Part of Project Lirec
This is an article on how strong attachment can grow between humans and their battlefield robots:
This has some interesting questions regarding Lirec research:
“They get upset when anything happens to one of the team. They identify with the little robot quickly. They count on it a lot in a mission.”
“Every time he was working, nothing bad ever happened. He always got the job done. He took a couple of detonations in front of his face and didn't stop working. One time, he actually did break down in a mission, and we sent another robot in and it got blown to pieces. It's like he shut down because he knew something bad would happen.”
“Every robot has its own little quirks. You sort of get used to them. Sometimes you get a robot that comes in and it does a little dance, or a karate chop, instead of doing what it's supposed to do.”
What's remarkable about the battle bots is that humans bond with them even though their designers have made no attempt to load them with emotional cues.

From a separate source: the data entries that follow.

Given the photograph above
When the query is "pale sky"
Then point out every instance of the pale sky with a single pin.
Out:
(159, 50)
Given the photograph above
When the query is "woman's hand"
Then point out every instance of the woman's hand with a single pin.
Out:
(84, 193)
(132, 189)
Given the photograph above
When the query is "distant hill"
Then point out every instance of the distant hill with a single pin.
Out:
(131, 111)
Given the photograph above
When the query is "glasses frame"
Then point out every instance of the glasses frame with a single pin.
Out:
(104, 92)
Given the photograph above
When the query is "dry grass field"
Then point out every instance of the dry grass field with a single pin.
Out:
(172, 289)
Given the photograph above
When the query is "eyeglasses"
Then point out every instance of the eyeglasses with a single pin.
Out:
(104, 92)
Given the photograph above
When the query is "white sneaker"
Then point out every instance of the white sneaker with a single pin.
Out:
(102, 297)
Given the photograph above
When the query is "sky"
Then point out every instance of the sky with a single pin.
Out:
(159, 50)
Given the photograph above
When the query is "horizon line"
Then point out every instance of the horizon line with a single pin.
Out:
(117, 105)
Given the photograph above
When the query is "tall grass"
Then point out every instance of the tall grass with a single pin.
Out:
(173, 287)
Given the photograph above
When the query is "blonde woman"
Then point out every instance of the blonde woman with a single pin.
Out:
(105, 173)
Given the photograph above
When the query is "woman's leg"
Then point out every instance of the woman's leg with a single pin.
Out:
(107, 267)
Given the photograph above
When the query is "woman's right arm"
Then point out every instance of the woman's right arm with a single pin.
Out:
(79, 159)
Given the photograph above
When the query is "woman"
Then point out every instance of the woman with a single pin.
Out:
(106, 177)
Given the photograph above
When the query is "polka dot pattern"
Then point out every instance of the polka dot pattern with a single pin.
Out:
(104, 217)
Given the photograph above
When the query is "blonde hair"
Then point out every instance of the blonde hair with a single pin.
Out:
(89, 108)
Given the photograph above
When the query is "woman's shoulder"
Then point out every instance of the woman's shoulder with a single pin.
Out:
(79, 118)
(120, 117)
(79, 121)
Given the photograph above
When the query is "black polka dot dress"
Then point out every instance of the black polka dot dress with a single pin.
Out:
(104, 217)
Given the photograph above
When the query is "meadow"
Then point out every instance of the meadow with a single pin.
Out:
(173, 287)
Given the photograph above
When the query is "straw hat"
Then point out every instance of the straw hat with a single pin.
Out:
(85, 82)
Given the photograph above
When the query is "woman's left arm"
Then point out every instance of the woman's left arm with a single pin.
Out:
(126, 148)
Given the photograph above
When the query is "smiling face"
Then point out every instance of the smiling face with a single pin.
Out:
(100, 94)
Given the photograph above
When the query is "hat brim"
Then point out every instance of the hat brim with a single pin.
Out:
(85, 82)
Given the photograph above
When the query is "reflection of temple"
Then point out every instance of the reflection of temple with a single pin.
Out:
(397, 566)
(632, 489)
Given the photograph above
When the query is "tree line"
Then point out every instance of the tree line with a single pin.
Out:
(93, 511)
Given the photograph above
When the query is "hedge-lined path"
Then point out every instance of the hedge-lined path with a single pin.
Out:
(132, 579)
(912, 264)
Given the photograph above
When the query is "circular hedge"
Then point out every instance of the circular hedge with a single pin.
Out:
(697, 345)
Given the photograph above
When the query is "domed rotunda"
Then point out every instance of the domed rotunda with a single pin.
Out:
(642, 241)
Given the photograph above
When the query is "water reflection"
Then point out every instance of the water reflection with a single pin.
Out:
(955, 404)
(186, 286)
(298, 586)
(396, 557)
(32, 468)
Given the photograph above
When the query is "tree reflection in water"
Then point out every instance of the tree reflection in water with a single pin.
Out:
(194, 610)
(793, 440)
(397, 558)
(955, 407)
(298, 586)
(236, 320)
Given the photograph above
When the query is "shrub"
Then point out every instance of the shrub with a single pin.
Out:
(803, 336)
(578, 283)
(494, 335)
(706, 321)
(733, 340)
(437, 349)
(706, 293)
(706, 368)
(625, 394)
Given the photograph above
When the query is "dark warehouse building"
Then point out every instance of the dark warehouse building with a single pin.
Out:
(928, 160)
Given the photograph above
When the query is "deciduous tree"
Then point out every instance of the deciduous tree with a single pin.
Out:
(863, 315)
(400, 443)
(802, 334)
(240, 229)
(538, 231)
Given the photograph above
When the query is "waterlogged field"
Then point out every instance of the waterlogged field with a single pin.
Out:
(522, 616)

“Brooks wonders if engineers should actively try to create battle bots that adapt to particular individuals, like a dog. “I'm from Australia,” he says, “and Australian sheepdogs – you and the dog build up a strong working relationship. One could imagine a tactical situation where you're a troop of guys who train together, know each other quite intimately, recognize little hand gestures. One can imagine a deeper sense of communication with a particular bot that is working with those people for a long time, seeing their image, the way their hats are cocked, identifying them based on their gait. One could imagine doing the research to get to that. It's not out of this world.”